The Malaysian personal accident and health insurance segment accounted for a 5.4% share of the insurance industry’s written premiums in 2012, the lowest share of all the segments. Rising levels of healthcare expenditure, increasing employment rates and industrial growth drove growth in the segment during the review period (2008–2012). The value of the segment increased from MYR1.4 billion (US$0.41 billion) in 2008 to MYR2.0 billion (US$0.66 billion) in 2012, at a compound annual growth rate (CAGR) of 10.1%. The Malaysian healthcare system comprises public and private healthcare services and the aging population is expected to drive the segment over the forecast period, due to an increase in demand for cover.

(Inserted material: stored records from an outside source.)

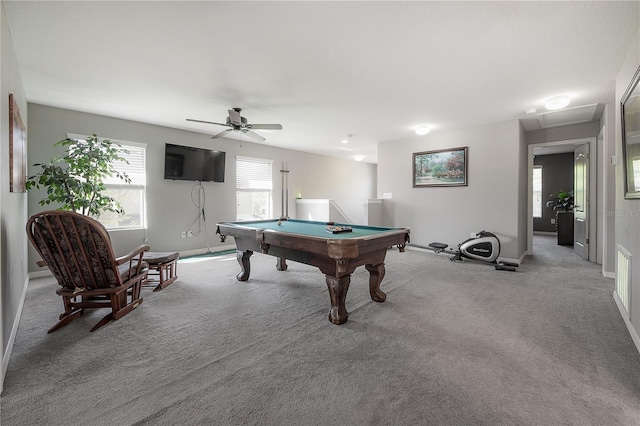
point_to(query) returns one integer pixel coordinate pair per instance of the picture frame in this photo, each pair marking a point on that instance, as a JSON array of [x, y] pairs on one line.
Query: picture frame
[[630, 114], [17, 149], [441, 168]]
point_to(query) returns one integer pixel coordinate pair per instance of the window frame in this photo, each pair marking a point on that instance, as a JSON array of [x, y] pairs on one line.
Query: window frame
[[134, 185], [540, 192]]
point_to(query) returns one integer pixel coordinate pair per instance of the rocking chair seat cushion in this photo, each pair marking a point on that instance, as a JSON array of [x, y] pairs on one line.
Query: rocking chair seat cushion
[[77, 250]]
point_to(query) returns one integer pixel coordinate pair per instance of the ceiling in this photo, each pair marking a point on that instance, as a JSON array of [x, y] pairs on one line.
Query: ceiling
[[324, 70]]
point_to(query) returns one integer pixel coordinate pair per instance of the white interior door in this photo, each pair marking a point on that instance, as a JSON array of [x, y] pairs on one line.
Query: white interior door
[[581, 201]]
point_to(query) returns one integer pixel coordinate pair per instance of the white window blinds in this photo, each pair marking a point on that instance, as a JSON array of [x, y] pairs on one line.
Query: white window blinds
[[253, 173]]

The personal accident and health segment is moderately concentrated, with the 10 leading insurers collectively accounting for 66.3% of premiums in 2012. The costs associated with private healthcare exclude participation from lower income demographics. However, with industrial growth, positive employment opportunities and rising GDP, the nation’s middle class population is expected to increase over the forecast period and drive growth in the personal accident and health segment.

Rising consumer healthcare expenditure and limitations of public healthcare system will provide new areas of growth

Changing lifestyle patterns and an increase in the prevalence of a number of common diseases led to a rise in consumer expenditure on private health insurance during the review period, with an increasing proportion of the country’s population opting for voluntary medical policies, some of which are provided by employers. The main reason behind the rise in healthcare expenditure can be attributed to the fact that consumers are inclined to avail private healthcare in order to receive a better quality service. Private healthcare is therefore gaining in popularity, despite the guarantee of care under the government’s public healthcare system.

The government’s healthcare initiatives ensure health insurance for the foreign working population. However, the insufficient number of public healthcare centers and technological limitations encourage foreign workers to purchase private health insurance. Overall, healthcare expenditure per capita increased from US$306.4 in 2008 to US$346.0 in 2011, at a CAGR of 4.1%

Rising life expectancy and aging population will drive growth

Increasing life expectancy was a key driver of growth in the personal accident and health segment during the review period. Life expectancy is used to calculate the premium to be paid by policyholders when purchasing a life and personal accident and health insurance policy. According to World Bank data, in 1960, the average life expectancy of a Malaysian male was 59.4 years, and for females it was 60.3 years. In 2011, this figure reached 72.1 years for men and 76.5 years for women. Life expectancy is expected to increase further by the end of the forecast period. This trend indicates a need for insurers to provide medical plans to cover policyholders beyond the current life expectancy, which will contribute towards the growth of the personal accident and health segment.